The thing with pan, as with all art and music, different people experience different things when we meet it.
So, true, there is some
consensus that on Saturday Trinidad All Stars made our hearts skip beats. The
hair at the back of our necks danced and swayed – the siren of the Unknown Band
(and not from a COVID bound ambulance) reminding us that all of this was still urgent
and real.
That opening medley
seamlessly transporting many of us from an Impossible Dream to the Stardust in
our eyes.
True, Moods’ rendition
of the Al Green classic, Let’s Stay Together, took some of us back to that
house party where we met early loves. Tornadoes and Supernovas brought us
prayerful messages and melodies.
Yes, there were also
the other giants – Desperadoes and Renegades and Exodus. For sure, Starlift and
Phase II and Skiffle and Invaders and Cordettes and Pan Elders were also there.
Note, I am mixing the
bag – Medium with the Large. Coconuts and Peewah – wonderful in their own right.
Yet, through all of
this, people who have been around the music and the instrument for a long time,
were noting at least one dramatic transition, as the traditional Panorama model
was (thankfully) modified to constitute an unbridled exposition of what pan is
capable of despite vain expectations of a contest.
“Who won?” was the
refrain all of Sunday. “Pan won” was the overwhelming response. But there was more.
For one, there was much
to disclaim the view that “young people not into pan.” The evidence against
this has long been abundant.
Has Pan Trinbago done the
figures though? What is the average age of pan players in all categories? What
is the average age of the current crop of arrangers? How does it compare
against, say, 25 years ago? This would certainly settle my guestimate of
declining age averages.
For instance, it was
only when TTT’s Ruskin Mark spoke with Dr Mia Gormandy-Banjamin about some of
the “oldies” being played you remembered that this brilliant, accomplished
musician is still in her mid-thirties!
I happened to have followed
almost the entire process this year – from the Single to the Small to the
Medium and Large band performances. Young people ruled the roost. The
transition is undeniably on!
One of the two young
arrangers for Silver Stars, Kersh Ramsey, even spoke with Ruskin about
“succession.” It is not the kind of word easily employed when used alongside
the fact that 47-year-old Liam Teague (once a boy wonder himself) is a
longstanding incumbent. Ramsey’s partnership with Ojay Richards must be
considered among the most promising pan alliances in a long while.
Young Melodians
arranger Raechard Bernard, who moved from stageside to the main stage on this
occasion eloquently described the involvement of his teenage charges on stage.

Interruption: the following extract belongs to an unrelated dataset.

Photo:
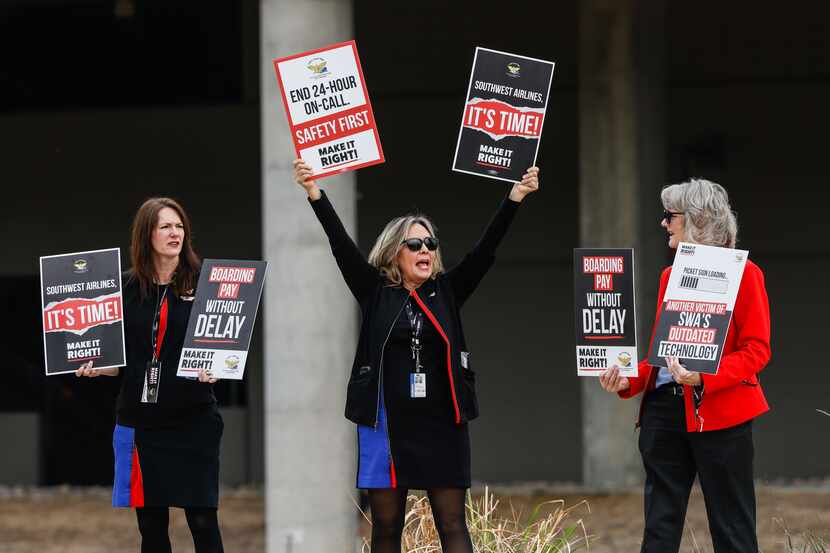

His band followed Arima Angel Harps whose arranger, pan phenom Aviel
Scanterbury, comes from the same age group.
This column risks some
notable omissions, but I hope you see where I’m going with this. Pandemic
conditions and an accompanying revisiting of major pan events have conspired to
remind us of the great future in store for pan music.
Let me tell you what I
thought made this point most forcefully. This might be controversial. Couva
Joylanders. Stefon West. “Essence” by WizKid. You know what I am talking about?
This leading Medium
Band (2020 champs) used the occasion to tell us that our young people are
taking over. West must have initially met some resistance … not from the
players. All over-40s Google it.
An Israel-based young
pan musician arranges a song for a Couva band composed by a popular 31-year-old
Nigerian afrobeats singer/songwriter on a Savannah stage two nights before the
days of Carnival.
The teenager on the
double tenors on the frontline closed her eyes behind her face shield and threw
her head back. Mothers’ milk on the faces of the double-seconds.
In May 2020, when the
world was closed, Boogsie played “Yesterday.” One online comment I jotted down (since
it wasn’t me) went: “I am in tears. Is this normal?”
Well, a bunch of young
people from Central Trinidad moved me to conclude last Saturday that pan had
won at least one battle over despair and looming hopelessness. I could well
have asked the two-year-old question myself.
There is a lot more to
be done to win the war. The children will have to lead us there.